Middleware no longer saves datamodels to cache; left to pipeline. #4

astrobc1 · 2025-09-02T16:52:32Z

@zonca This is only a minor change. Currently the CalibrationStore is responsible for calling model.save(), but I would rather have the DRP be responsible for this. This way, the DRP only passes python dict's and ORM objects, both of which it understands. In the HISPEC DRP, this would mean adding something like model.save() to RegisterCalibrationPrimitive between lines 25-26.

This would technically break HISPEC_DRP until I make the corresponding change there. How do you recommend I handle cases like this?

zonca · 2025-09-02T18:32:30Z

is this assuming that the calibration is already in the cache folder? I think the expected interface is I give the calibration store either a fits file or a data model and the store handles copying or saving the file into the right folder automatically. Also, if given a fits file the store should read it, add proper metadata before saving it into the cache.

astrobc1 · 2025-09-02T18:53:41Z

I think the appropriate order is:

Save .fits file to local cache - In most cases, the file might not live anywhere on disk yet (maybe it was just created). Therefore copying a file won't work for most models unless it's already saved elsewhere.
Create ORM object and add to local DB.

I'm not totally opposed to the Store calling model.save(). However since the middleware has no dependence on the DRP and provides no specifications on what a datamodel looks like, I prefer the DRP handles this.

If given only a filename, I would require the FITS file already has all of the necessary metadata populated (at least for HISPEC_DRP) and is correctly formatted otherwise, in which case a file copy is fine.

zonca · 2025-09-02T20:57:14Z

@astrobc1 I added a simple test, please check if it makes sense.

what I am worried about is people sharing their local db with paths that only work on their machines.
I would envision instead a system that has all calibration files as relative paths to the root folder of the calibration store cache

astrobc1 · 2025-09-02T23:50:42Z

Let me know if I'm misunderstanding - The DB itself shouldn't contain local paths (only remote/archival paths). Sharing an entire local cache folder will work since the full path to a calibration file is specified by the environment variable KOA_CALIBRATION_CACHE. Sharing just the sqlite .db file should also work if the actual files also live on the other machine.

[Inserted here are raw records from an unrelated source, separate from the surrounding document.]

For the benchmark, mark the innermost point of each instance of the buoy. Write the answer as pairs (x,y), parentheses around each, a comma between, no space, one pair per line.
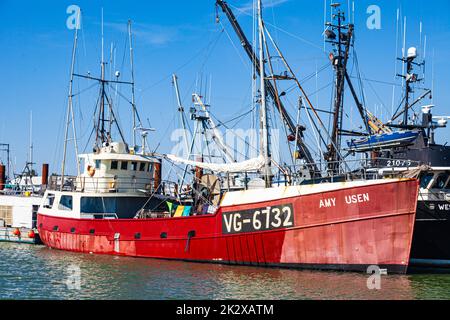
(16,232)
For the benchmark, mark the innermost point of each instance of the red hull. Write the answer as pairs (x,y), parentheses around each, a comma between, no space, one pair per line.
(376,230)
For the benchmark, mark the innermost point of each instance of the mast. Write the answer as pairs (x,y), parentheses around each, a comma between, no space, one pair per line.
(339,61)
(340,35)
(264,126)
(270,89)
(30,159)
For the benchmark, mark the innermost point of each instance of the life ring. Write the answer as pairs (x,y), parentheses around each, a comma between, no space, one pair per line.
(91,171)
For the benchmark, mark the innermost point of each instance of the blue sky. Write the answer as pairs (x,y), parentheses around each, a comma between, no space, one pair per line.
(183,37)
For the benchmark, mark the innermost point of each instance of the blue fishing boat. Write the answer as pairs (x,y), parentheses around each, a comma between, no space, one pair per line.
(394,139)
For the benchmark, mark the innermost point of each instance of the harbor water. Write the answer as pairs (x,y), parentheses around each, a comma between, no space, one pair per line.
(37,272)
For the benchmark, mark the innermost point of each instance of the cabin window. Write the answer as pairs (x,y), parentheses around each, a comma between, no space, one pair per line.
(425,180)
(49,201)
(66,203)
(97,205)
(441,181)
(114,165)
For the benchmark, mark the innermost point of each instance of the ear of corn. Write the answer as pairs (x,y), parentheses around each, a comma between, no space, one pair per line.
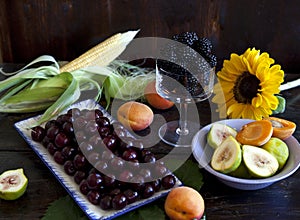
(103,53)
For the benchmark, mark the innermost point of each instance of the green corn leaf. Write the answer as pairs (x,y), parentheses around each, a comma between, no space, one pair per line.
(60,80)
(43,58)
(31,100)
(35,95)
(25,107)
(70,95)
(15,90)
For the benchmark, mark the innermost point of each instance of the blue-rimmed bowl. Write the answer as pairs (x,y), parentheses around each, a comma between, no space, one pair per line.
(203,153)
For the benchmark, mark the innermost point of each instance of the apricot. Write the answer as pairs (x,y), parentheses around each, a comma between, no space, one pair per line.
(154,99)
(282,128)
(255,133)
(135,115)
(184,203)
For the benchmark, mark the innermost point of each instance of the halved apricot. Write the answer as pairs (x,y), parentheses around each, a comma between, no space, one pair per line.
(282,128)
(255,133)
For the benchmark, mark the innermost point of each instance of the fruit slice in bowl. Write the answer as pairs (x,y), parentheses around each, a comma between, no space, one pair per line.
(203,154)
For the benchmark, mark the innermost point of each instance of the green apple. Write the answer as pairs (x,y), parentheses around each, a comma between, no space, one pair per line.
(278,149)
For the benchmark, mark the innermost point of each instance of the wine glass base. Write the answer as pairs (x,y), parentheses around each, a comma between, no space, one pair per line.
(168,134)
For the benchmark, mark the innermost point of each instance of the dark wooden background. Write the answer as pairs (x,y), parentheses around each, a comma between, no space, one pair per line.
(67,28)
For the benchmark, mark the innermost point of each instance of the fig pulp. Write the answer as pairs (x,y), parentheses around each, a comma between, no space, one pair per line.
(13,184)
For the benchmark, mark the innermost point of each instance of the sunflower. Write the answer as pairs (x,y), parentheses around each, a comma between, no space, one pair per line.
(247,86)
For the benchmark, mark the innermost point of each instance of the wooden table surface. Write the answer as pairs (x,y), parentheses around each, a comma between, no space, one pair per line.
(278,201)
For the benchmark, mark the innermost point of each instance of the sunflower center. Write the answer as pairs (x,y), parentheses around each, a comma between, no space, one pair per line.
(246,88)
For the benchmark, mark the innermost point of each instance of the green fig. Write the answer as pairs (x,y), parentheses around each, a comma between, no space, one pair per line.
(13,184)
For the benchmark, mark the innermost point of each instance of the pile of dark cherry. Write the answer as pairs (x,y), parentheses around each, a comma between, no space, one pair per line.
(102,158)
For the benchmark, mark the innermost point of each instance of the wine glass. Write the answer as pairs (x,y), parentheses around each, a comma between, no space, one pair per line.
(185,78)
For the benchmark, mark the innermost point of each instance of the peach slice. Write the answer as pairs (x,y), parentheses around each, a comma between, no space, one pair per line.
(184,203)
(154,99)
(135,115)
(255,133)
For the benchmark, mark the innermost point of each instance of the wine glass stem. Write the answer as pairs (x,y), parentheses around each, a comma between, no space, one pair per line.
(182,128)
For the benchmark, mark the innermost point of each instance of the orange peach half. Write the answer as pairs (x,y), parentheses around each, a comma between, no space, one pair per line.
(184,203)
(135,115)
(154,99)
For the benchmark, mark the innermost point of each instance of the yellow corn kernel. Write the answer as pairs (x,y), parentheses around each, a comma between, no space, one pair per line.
(103,53)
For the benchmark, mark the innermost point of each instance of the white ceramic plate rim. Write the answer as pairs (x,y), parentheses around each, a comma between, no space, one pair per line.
(92,211)
(199,141)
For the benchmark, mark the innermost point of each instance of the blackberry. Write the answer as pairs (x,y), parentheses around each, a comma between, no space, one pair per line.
(203,46)
(188,38)
(211,59)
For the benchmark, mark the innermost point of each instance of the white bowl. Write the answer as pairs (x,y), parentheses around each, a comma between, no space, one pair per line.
(203,153)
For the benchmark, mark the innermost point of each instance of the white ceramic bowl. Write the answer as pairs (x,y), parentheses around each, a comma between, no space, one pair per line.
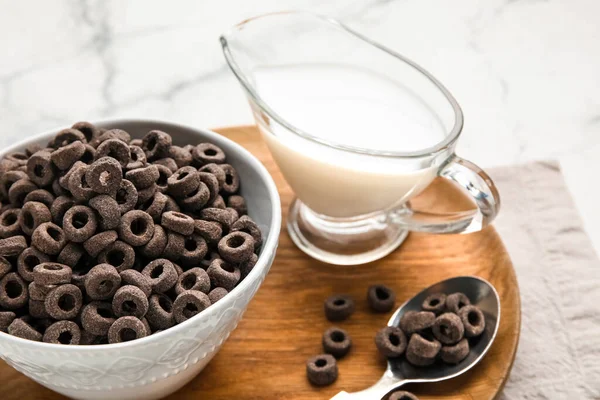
(157,365)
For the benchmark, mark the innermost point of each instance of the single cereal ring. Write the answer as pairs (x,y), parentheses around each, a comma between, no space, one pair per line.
(183,182)
(137,279)
(40,168)
(40,195)
(104,175)
(391,341)
(182,157)
(402,395)
(27,261)
(156,144)
(247,266)
(414,321)
(338,307)
(137,157)
(64,157)
(178,222)
(126,196)
(19,190)
(130,300)
(162,274)
(22,329)
(193,279)
(13,292)
(5,266)
(64,302)
(236,247)
(79,224)
(109,214)
(12,246)
(100,242)
(89,130)
(456,301)
(456,353)
(217,294)
(198,198)
(6,318)
(167,162)
(160,312)
(155,206)
(188,304)
(322,370)
(51,273)
(97,317)
(163,177)
(116,149)
(336,342)
(66,137)
(381,298)
(238,203)
(206,153)
(232,179)
(143,177)
(125,329)
(78,182)
(102,281)
(448,328)
(435,303)
(214,169)
(223,274)
(136,228)
(194,250)
(473,320)
(60,207)
(119,254)
(422,352)
(211,231)
(246,224)
(63,332)
(156,246)
(175,246)
(10,224)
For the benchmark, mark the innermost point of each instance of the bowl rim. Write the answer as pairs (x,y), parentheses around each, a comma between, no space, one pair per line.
(268,249)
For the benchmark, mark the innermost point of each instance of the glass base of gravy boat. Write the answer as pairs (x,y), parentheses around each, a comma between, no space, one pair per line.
(357,130)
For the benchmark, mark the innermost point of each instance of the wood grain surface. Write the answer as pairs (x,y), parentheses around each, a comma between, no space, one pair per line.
(265,357)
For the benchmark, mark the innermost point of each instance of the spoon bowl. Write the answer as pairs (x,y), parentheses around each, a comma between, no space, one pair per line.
(400,372)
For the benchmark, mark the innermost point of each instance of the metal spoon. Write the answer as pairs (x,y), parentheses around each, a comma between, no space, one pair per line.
(399,372)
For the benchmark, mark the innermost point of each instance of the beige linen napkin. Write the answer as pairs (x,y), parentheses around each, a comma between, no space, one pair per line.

There is still a relative path within the cache that needs formed (see here), so there is an assumption regarding how the cache folder is structured (see here).

…bration registration

zonca · 2025-09-04T04:15:58Z

tests/test_store.py

@astrobc1 do you think this test shows a reasonable way of using the calibration store? can you make it more realistic? I think it would help me understand.

Yes, I think test_store.py and test_koa_middleware_integration.py are both great tests and test similar functionality as HISPEC's corresponding test.

Looking closer at how test_store.py calls query_by_id, should it instead return first() instead of all()? I think it's safe to assume "id" is always the primary key.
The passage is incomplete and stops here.